Sincères remerciements au petit comité si dévoué, qui a prêté son gracieux concours pour l’organisation de cette fête.

Discours de M. Evrard, Maire :

« La joie immense de la paix est cependant enveloppée de deuil et, aujourd’hui encore, l’on entend des glas dans le carillon vibrant de notre cloche. La victoire évoque la pensée des victimes qui en furent la rançon, de tous ceux qui en ont été les artisans célèbres ou obscurs.

Non, ils n’ont pas été inutiles les admirables efforts qu’a déployés le pays au cours de cette guerre sans précédent dans l’histoire, avec une ténacité qui a valu à la France l’admiration de toutes les nations. Après les preuves d’énergie, de bravoure qu’a données notre Patrie, elle a le droit de lever noblement la tête et de reprendre sa place au premier rang des puissances du monde.

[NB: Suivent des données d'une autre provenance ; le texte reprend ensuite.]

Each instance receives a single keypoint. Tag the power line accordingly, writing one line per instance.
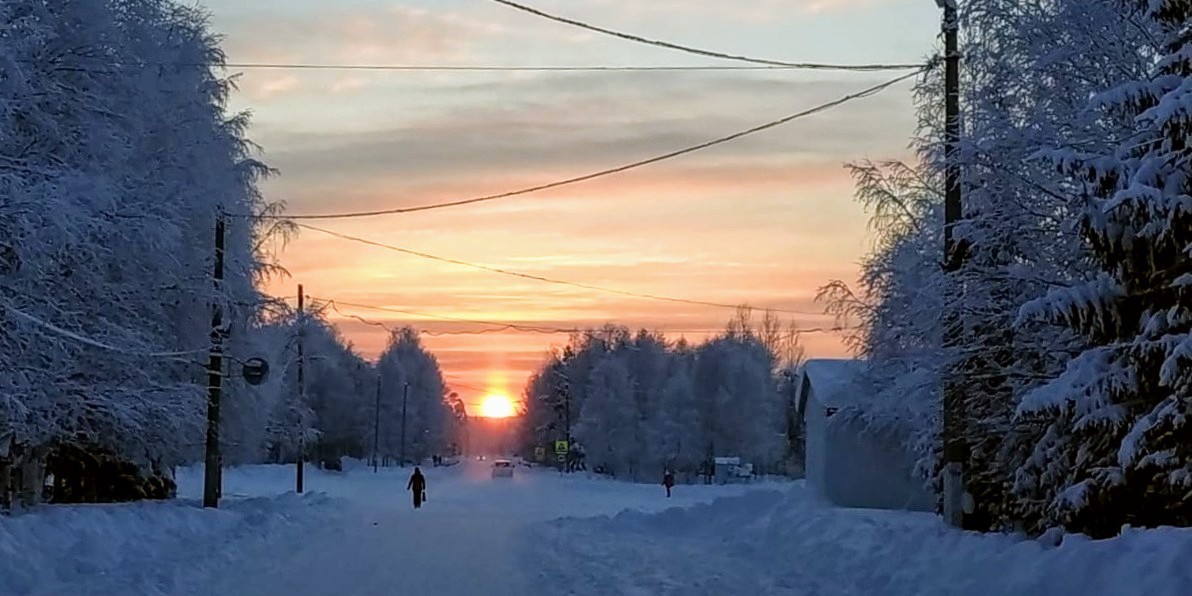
(542, 279)
(519, 327)
(598, 68)
(492, 68)
(603, 173)
(700, 51)
(516, 327)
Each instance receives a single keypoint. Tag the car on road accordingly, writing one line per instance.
(502, 469)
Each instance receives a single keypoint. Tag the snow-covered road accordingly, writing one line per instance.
(469, 539)
(357, 534)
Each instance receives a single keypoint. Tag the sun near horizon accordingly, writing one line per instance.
(497, 405)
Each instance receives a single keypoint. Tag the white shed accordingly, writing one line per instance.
(851, 463)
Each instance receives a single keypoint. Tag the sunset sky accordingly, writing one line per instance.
(764, 221)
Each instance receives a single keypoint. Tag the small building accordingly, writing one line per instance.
(731, 470)
(850, 461)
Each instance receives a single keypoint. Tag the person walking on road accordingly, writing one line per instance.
(417, 485)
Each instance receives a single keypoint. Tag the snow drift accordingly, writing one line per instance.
(789, 542)
(148, 548)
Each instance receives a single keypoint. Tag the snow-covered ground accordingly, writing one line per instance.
(540, 533)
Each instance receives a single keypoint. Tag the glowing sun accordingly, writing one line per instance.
(497, 407)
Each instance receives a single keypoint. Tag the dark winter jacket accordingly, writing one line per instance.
(417, 482)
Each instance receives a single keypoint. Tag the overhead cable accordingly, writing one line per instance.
(602, 173)
(699, 51)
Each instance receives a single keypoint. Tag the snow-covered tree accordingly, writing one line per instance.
(1116, 447)
(112, 173)
(408, 370)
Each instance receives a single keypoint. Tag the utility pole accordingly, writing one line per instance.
(405, 392)
(955, 445)
(377, 424)
(213, 460)
(302, 389)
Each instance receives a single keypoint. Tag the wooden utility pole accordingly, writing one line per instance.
(302, 389)
(377, 426)
(955, 445)
(405, 392)
(213, 460)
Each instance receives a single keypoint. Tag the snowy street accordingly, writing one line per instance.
(540, 533)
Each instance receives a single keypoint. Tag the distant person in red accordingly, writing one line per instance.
(418, 486)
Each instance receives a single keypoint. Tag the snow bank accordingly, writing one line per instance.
(787, 542)
(144, 548)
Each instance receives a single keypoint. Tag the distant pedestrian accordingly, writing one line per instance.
(417, 485)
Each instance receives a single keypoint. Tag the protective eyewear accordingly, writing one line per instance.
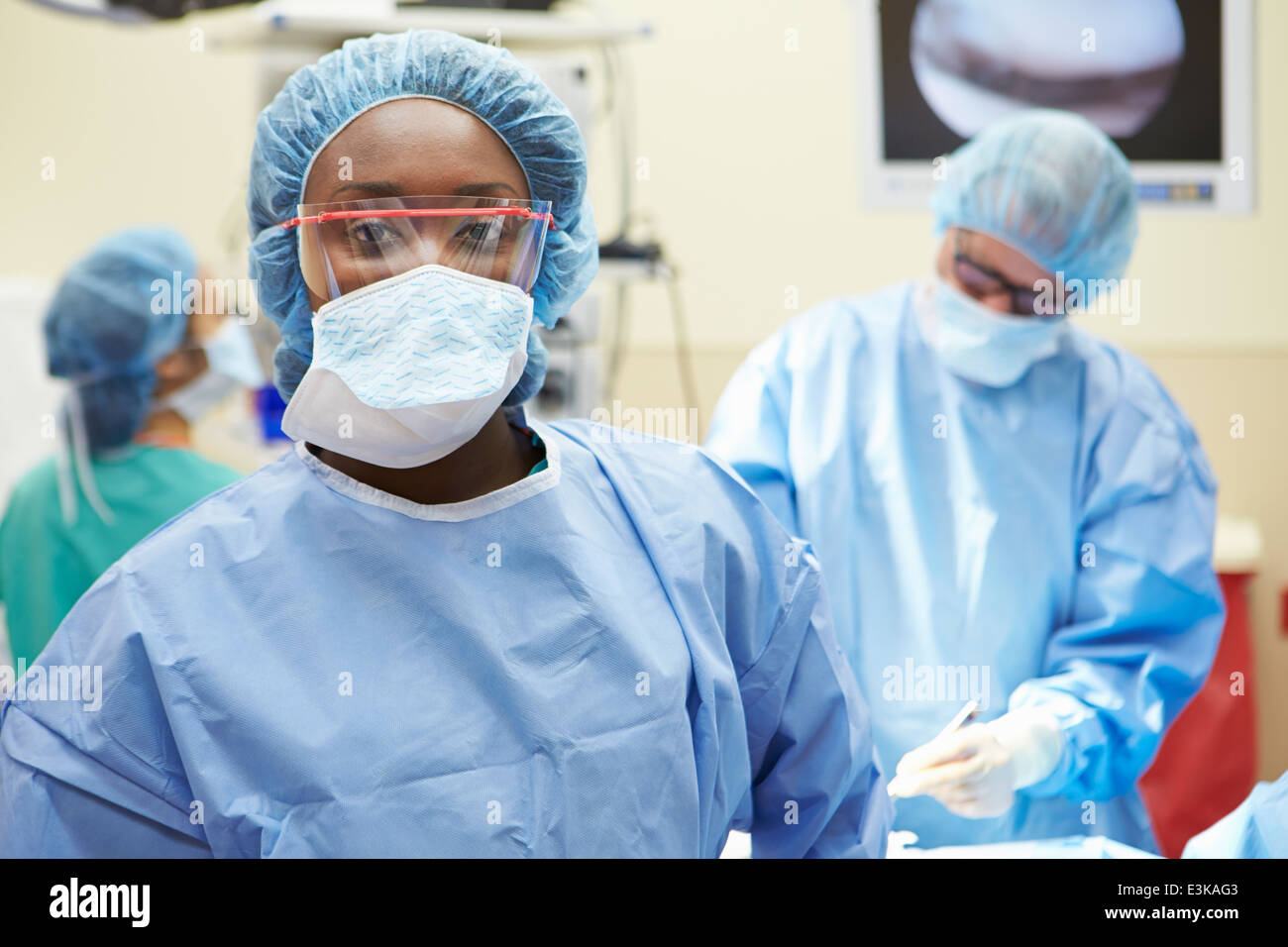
(347, 245)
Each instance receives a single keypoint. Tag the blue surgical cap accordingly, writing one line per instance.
(1050, 184)
(110, 321)
(484, 80)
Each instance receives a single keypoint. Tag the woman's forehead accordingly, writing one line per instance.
(413, 147)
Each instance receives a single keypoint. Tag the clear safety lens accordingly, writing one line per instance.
(348, 245)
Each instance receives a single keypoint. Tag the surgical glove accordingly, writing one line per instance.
(975, 771)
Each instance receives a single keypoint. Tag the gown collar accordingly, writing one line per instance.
(449, 512)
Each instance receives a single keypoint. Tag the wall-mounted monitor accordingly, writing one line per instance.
(1168, 80)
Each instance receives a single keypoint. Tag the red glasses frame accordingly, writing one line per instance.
(420, 211)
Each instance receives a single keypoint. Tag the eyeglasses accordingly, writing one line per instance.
(325, 215)
(982, 281)
(347, 245)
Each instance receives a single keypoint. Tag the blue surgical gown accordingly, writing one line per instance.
(1257, 828)
(1042, 545)
(621, 655)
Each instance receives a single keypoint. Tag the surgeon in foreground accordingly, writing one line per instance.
(1006, 509)
(437, 628)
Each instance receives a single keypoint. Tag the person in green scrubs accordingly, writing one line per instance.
(141, 368)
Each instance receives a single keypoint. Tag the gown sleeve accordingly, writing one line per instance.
(816, 789)
(1146, 608)
(97, 772)
(748, 429)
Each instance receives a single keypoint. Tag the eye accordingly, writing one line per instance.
(478, 230)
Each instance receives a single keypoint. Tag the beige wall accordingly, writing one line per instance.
(752, 185)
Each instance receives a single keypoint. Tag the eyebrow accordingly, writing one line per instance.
(386, 188)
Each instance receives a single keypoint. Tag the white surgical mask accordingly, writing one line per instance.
(980, 344)
(408, 368)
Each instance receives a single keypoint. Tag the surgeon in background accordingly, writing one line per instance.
(437, 626)
(140, 372)
(1257, 828)
(1006, 509)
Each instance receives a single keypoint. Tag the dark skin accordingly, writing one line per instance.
(423, 147)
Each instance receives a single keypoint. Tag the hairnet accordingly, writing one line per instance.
(484, 80)
(1050, 184)
(103, 333)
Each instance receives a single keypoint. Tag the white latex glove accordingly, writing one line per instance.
(975, 771)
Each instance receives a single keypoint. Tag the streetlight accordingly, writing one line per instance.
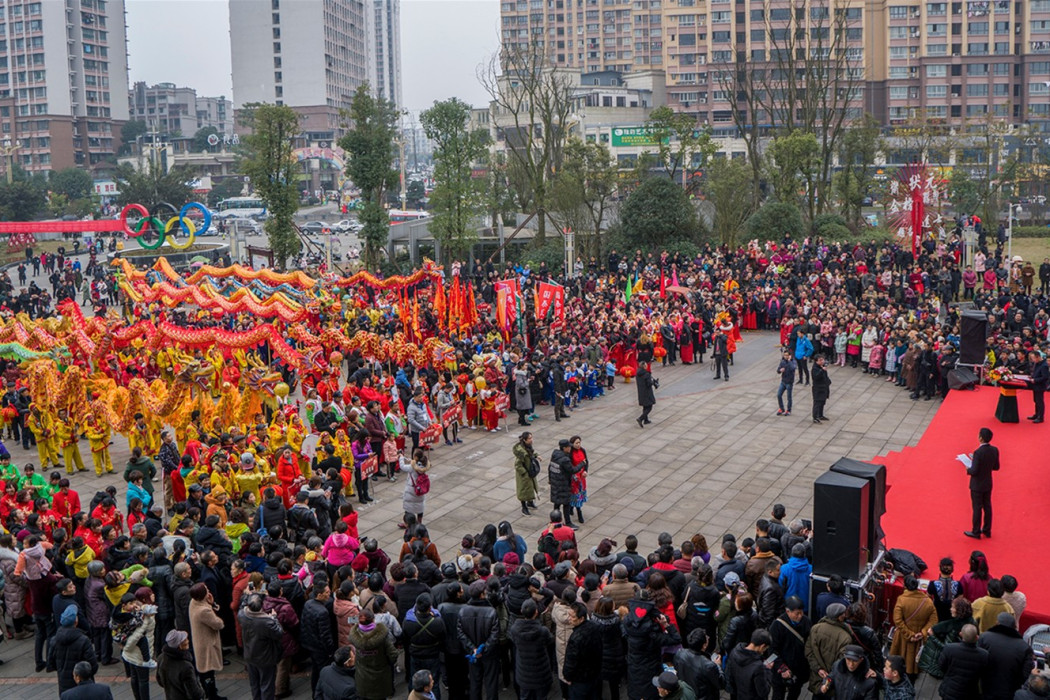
(8, 152)
(1010, 211)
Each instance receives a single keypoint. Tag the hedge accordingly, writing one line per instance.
(1031, 232)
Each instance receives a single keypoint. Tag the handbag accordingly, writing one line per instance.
(261, 529)
(684, 608)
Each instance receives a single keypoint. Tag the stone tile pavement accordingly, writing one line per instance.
(715, 459)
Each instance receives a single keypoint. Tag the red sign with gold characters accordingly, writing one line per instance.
(431, 436)
(370, 466)
(452, 415)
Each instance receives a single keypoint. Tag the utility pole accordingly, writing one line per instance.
(404, 183)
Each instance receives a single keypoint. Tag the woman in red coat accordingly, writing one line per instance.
(288, 474)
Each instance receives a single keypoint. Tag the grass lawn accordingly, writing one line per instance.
(1032, 249)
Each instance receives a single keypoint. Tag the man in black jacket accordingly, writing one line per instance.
(478, 630)
(747, 676)
(423, 638)
(86, 687)
(560, 385)
(1041, 377)
(263, 636)
(533, 644)
(1010, 659)
(984, 461)
(849, 677)
(300, 517)
(70, 645)
(821, 388)
(963, 663)
(788, 635)
(315, 632)
(337, 679)
(647, 395)
(697, 669)
(771, 596)
(181, 584)
(406, 595)
(583, 656)
(456, 665)
(560, 478)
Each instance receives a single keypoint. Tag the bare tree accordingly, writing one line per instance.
(531, 107)
(809, 81)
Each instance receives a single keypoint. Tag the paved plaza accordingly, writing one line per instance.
(715, 459)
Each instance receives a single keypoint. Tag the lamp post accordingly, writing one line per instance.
(1010, 213)
(8, 149)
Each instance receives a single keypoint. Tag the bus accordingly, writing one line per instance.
(242, 208)
(400, 216)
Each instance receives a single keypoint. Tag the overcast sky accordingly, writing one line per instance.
(187, 42)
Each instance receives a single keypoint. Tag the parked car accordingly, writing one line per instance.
(347, 225)
(315, 228)
(245, 226)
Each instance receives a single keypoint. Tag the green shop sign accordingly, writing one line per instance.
(633, 135)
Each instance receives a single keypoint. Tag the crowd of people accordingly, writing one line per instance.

Non, il n’a pas été perdu le sacrifice de ces centaines de milliers d’hommes glorieusement tombés sur la ligne de feu, jusqu’au jour où l’offensive victorieuse de Foch a bouté l’ennemi hors de France. Mais on doit reconnaître, hélas ! qu’un tel sacrifice fut et demeure bien pénible et douloureux. De ces 1.500.000 héros, dont nous voulons perpétuer la mémoire, souvenons-nous, car le souvenir des morts est une des expressions les plus touchantes de la fraternité qui relient les unes aux autres les générations humaines.

Sont morts pour la France les enfants de la commune d’Humeroeuille : Cappe Achille, Lebrun Gilles, Delattre Jules, Croussy Amand, Soyez Julien, Bruno Warin, Neuvéglise Louis.

O, vous tous ! infortunés parents qui m’écoutez, représentez-vous, avec moi, combien doit être grande l’angoisse de nos chers enfants, lorsque, étendus sur un lit de souffrances, cruellement mutilés ou gisant sur le champ de bataille, mortellement frappés, ils cherchaient autour d’eux, dans leur suprême agonie, un regard ami, attendant, le désespoir au cœur, avant de s’endormir pour toujours, le doux visage d’une mère bien aimée, d’une épouse tendrement chérie.

Loin d’avoir voulu la guerre, nos vaillants disparus étaient plutôt pour la paix. Mais leurs sentiments se modifièrent du tout au tout, en présence des ambitions de l’orgueilleux Kaiser qui déchaîna sur le monde le terrible fléau. L’indignation du patriotisme enflamma leurs cœurs. Ils se dressèrent contre un ennemi déloyal et barbare, formidablement formé et défendirent leurs foyers, leurs champs, leurs femmes et leurs enfants. Soldats du droit, ils ont eu la gloire incomparable de faire échec à la science et à la méthode allemande de rendre à la mère patrie l’Alsace et la Lorraine, de sauver le monde de la servitude et de la barbarie.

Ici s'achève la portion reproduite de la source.